INDEPENDENT NEWS

Former Corrections officer wants prisoner voting ban end

Published: Mon 11 Mar 2019 09:50 PM
MEDIA STATEMENT BY TOM HEMOPO WAI 2867 CLAIMANT
Former Department of Corrections officer wants the prisoner voting ban scrapped
Tom Hemopo, kaumātua and retired probation officer, was the applicant who filed for an urgent hearing in 2015 claiming that the Crown, through its Department of Corrections breached its’ Treaty of Waitangi obligations by failing to tackle the high rate of reoffending by Māori and that the Crown has done little to address it.
The Waitangi Tribunal released its report Tū Mai Te Rangi - Report on the Crown and Disproportionate Reoffending Rates in April 2017. The evidence highlighted that the gap is widening and 50.7% of the prison population is Māori. The incarceration rates have triggered national and international scrutiny as Minister Andrew Little presented at the United Nation’s Human Rights Council in Geneva earlier this year, saying that the Treaty had been breached, leaving Māori "strangers in their own land".
"The impacts of colonisation continue to be felt today through entrenched structural racism and poorer outcomes for Māori," Little said in prepared notes.

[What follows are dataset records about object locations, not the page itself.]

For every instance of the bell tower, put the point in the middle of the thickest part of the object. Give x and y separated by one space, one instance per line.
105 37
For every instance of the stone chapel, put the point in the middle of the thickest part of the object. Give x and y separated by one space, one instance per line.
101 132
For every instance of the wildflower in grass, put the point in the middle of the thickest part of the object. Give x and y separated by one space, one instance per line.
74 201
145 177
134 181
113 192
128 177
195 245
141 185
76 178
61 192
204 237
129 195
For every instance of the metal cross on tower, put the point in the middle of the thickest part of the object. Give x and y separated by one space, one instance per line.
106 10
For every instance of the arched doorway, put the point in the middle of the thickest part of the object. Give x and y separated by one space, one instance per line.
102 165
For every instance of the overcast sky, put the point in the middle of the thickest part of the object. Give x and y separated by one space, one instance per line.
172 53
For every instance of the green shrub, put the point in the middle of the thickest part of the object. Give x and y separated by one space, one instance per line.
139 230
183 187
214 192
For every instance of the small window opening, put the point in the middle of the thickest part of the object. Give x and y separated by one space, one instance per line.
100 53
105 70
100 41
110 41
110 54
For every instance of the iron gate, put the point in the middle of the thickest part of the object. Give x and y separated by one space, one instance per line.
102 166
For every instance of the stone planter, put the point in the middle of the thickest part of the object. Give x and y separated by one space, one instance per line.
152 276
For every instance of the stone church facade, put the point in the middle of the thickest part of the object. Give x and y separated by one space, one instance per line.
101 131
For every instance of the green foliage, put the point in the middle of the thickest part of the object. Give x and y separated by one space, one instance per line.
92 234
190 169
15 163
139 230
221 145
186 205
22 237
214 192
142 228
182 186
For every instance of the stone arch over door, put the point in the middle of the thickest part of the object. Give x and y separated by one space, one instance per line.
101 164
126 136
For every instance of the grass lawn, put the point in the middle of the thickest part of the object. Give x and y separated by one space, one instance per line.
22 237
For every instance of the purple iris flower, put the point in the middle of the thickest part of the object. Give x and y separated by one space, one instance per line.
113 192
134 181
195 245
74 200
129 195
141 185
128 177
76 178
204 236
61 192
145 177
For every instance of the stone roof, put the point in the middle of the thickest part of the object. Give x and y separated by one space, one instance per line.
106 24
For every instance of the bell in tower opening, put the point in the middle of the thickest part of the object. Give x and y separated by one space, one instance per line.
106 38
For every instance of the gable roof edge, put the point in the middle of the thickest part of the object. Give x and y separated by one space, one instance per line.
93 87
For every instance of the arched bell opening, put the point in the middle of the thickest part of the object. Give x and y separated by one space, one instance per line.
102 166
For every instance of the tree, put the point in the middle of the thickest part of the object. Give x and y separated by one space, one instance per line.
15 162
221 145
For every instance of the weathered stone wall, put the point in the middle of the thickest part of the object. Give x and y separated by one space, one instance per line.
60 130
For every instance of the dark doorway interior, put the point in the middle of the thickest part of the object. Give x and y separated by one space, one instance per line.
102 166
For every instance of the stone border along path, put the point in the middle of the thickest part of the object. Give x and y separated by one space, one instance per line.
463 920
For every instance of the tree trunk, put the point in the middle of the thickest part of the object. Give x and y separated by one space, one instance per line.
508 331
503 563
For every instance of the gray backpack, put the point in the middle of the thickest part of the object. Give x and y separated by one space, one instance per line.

"If we are to address the seemingly intractable problems facing some Māori, like the disproportionate representation of Māori in state care and our prisons, then we need to work constructively with Māori to find solutions." Minister Little called the justice system "broken".
"We have one of the highest incarceration rates per capita in the world, and it has risen in recent years. Māori are disproportionately represented at every stage of our criminal justice system, both as offenders and victims.”
Mr Hemopo has now filed evidence in the Prisoner’s Voting Rights Claim Inquiry which is an urgent inquiry granted by the Waitangi Tribunal on the 17 December 2018. Mr Hemopo states he has joined the inquiry because he believes in Te Tiriti o Waitangi and the fundamental rights of all Māori to exercise their tino rangatiratanga whether they are incarcerated or not, and that includes the right to participate in the Māori electoral roll.
“In all my years of working within the system as a senior Probation Officer, all the prisoners I have come to know are good people who have made bad choices in life influenced by their environments, backgrounds and choices. Voting is not a privilege or a benefit while in prison, it is a fundamental human right” says Mr Hemopo. “It’s simple to me. Change the legislation”.
Minister Little has stated that he personally disagreed with the ban but the government as a whole had yet to take a position. “It’s not much of a priority,” he stated.